ThreeAM provided DataBreaches with some additional details about the incident, including a file list showing what was exfiltrated. They also told DataBreaches that the attack was on September 27 and that they had encrypted the medical practice’s files.
In response to a query about how much data they acquired, their spokesperson responded that a lot of documents that should be protected under HIPAA were uploaded. The protected health information (PHI) included personal information (including that of one of the physicians), medical histories, medical records, test results, and more.
DataBreaches asked whether there had been any response from Carolina Arthritis to ThreeAM’s demands or any negotiations. ThreeAM replied that there had been some negotiation with Dr. Harris, but it turned out to be a waste of their time. They decrypted a few files as proof of their ability to decrypt files, and when Dr. Harris reportedly asked them to extend the timer to pay, ThreeAM claims they agreed to give them more time. But Dr. Harris reportedly never made any counteroff to their demand, only asking that they be “more reasonable,” because they didn’t have the money to meet the threat actors’ demands. That response did not sit well with ThreeAm, it seems, as they had found the doctor’s retirement account statement in the files and could see that the doctor had a very hefty retirement balance. (ThreeAM did not reveal the amount of their initial demand, and DataBreaches is not revealing the bank statement showing the doctor’s retirement account, a copy of which was provided to this site).

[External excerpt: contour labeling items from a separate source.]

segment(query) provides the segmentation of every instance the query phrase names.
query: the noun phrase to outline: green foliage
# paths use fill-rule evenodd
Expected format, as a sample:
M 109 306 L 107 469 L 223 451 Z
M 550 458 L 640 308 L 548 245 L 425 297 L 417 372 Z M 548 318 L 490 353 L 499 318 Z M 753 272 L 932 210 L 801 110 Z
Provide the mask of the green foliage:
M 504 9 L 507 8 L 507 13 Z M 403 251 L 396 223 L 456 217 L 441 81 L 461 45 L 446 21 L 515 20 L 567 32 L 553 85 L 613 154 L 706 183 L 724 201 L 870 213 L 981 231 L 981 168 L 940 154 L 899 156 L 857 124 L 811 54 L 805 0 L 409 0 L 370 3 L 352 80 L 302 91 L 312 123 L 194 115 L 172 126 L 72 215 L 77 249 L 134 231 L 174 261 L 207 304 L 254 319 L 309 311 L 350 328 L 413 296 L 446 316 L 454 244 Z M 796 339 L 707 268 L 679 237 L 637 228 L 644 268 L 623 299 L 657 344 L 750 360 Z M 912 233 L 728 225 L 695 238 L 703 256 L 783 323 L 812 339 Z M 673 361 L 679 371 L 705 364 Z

Inspection of the file list provided to DataBreaches revealed that there were many internal business records on Carolina Arthritis’s Z: drive, including some employee data such as payroll, tax information, 401k, and other benefits information. Much of it went back years, but since SSN and other identity information may not change, people will have to be notified. The internal documents also contained a number of files with computer usernames and passwords. DataBreaches hopes that none of it is current data and that the practice didn’t reuse passwords or they may have another big item on their incident response to-do list.
More than 20 years of files will have to be reviewed to figure out who needs to be notified and what types of information were involved for them.
Carolina Arthritis did not respond to inquiries submitted via its site yesterday morning. Nor did it respond to inquiries submitted yesterday afternoon asking whether the attack had impacted patient care at all and if they had a usable backup for any patient files that may have been encrypted. While it does not appear that ThreeAM accessed the EMR system, even old scanned files can be important in patient care to compare how a patient was doing years ago to how they are doing now.
This post will be updated if Carolina Associates replies or more information becomes available.